STEP 1 POSITION THE PATIENT VIDEO 1: Place the patient in a prone position on a Jackson table with 6 posts and with the head resting comfortably on a soft facial pillow, and tape the shoulders down to provide traction to the skin and help with fluoroscopic visualization of the lower cervical levels.
STEP 2 PERFORM THE SKIN INCISION: Make the skin incision adjacent to the spinous process on the side of the abnormality over the operative level.
STEP 3 USE TUBULAR DILATORS TO MAKE A WORKING PORTAL: Use sequential dilators to create a working portal and secure the working tube overlying the lamina-facet junction of the operative level.

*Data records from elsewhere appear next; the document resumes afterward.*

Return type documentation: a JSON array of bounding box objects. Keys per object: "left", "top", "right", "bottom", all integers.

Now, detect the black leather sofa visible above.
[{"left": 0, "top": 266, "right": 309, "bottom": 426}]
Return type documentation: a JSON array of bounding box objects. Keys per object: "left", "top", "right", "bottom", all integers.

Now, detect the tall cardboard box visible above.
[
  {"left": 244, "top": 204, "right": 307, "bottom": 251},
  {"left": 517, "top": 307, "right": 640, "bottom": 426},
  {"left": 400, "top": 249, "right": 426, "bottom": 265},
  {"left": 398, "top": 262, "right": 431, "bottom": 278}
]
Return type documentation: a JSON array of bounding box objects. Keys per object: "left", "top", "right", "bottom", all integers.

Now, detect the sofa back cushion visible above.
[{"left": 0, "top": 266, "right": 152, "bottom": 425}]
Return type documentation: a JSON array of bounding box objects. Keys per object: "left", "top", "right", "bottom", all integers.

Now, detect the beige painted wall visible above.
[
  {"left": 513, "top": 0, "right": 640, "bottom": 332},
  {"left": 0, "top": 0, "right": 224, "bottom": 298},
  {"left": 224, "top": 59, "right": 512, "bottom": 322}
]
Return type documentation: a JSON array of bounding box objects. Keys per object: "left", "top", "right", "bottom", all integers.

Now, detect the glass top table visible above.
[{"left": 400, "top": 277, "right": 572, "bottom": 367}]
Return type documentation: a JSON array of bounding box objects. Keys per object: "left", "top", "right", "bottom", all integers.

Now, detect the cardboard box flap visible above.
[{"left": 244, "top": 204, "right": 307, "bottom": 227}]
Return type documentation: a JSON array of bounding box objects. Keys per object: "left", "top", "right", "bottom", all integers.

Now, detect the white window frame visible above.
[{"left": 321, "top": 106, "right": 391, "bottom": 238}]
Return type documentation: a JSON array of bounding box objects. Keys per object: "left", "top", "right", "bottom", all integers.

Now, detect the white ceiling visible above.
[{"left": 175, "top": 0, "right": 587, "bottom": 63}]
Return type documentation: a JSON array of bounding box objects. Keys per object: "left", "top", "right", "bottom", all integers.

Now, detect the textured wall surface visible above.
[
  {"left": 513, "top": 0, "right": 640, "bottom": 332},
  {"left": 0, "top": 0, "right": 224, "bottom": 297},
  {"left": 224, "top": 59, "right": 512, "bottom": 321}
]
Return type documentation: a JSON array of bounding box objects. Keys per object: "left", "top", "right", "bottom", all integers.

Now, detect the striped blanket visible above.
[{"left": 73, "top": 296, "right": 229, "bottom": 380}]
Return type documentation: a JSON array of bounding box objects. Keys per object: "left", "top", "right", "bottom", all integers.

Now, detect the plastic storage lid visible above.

STEP 4 PERFORM THE LAMINOFORAMINOTOMY VIDEO 2: Perform the laminoforaminotomy with the use of a high-speed drill and a Kerrison rongeur to create a working window into the foramen.
STEP 5 PERFORM THE FORAMINAL DECOMPRESSION VIDEO 3: Use a nerve hook to superiorly retract the nerve root, and perform a discectomy and decompression.
STEP 6 WOUND CLOSURE AND POSTOPERATIVE CARE: Obtain hemostasis with electrocautery or hemostatic foam and close the wound with a standard layered closure.
A systematic review and meta-analysis of studies on open or minimally invasive surgical (MIS) techniques for posterior cervical foraminotomy showed a pooled clinical success rate of 92.7% for the 509 patients managed with the open technique and 94.9% for the 208 patients who had the MIS technique; the difference was not significant (p = 0.418).
微创后路颈椎椎间孔切开术是一种保留运动功能的手术,对于因外侧椎间盘突出或椎间孔狭窄继发单侧神经根病的患者而言,是一种理想的治疗方法。
步骤1 患者体位 视频1:将患者置于配有6根立柱的杰克逊手术台上,呈俯卧位,头部舒适地靠在柔软的面部枕头上,并用胶带固定肩部,以牵拉皮肤,便于在透视下观察下颈椎节段。
步骤2 皮肤切口:在手术节段异常一侧的棘突旁做皮肤切口。
步骤3 使用管状扩张器建立工作通道:使用连续扩张器建立工作通道,并将工作套管固定在手术节段的椎板-小关节交界处上方。
步骤4 椎板椎间孔切开术 视频2:使用高速钻头和克里森咬骨钳进行椎板椎间孔切开术,以形成进入椎间孔的工作窗口。
步骤5 椎间孔减压 视频3:用神经钩向上牵拉神经根,进行椎间盘切除术和减压。
步骤6 伤口缝合与术后护理:用电灼或止血泡沫止血,并用标准分层缝合法闭合伤口。
一项关于开放性或微创外科(MIS)技术用于后路颈椎椎间孔切开术的系统评价和荟萃分析显示,采用开放技术治疗的509例患者的综合临床成功率为92.7%,采用MIS技术治疗的208例患者的综合临床成功率为94.9%;差异无统计学意义(p = 0.418)。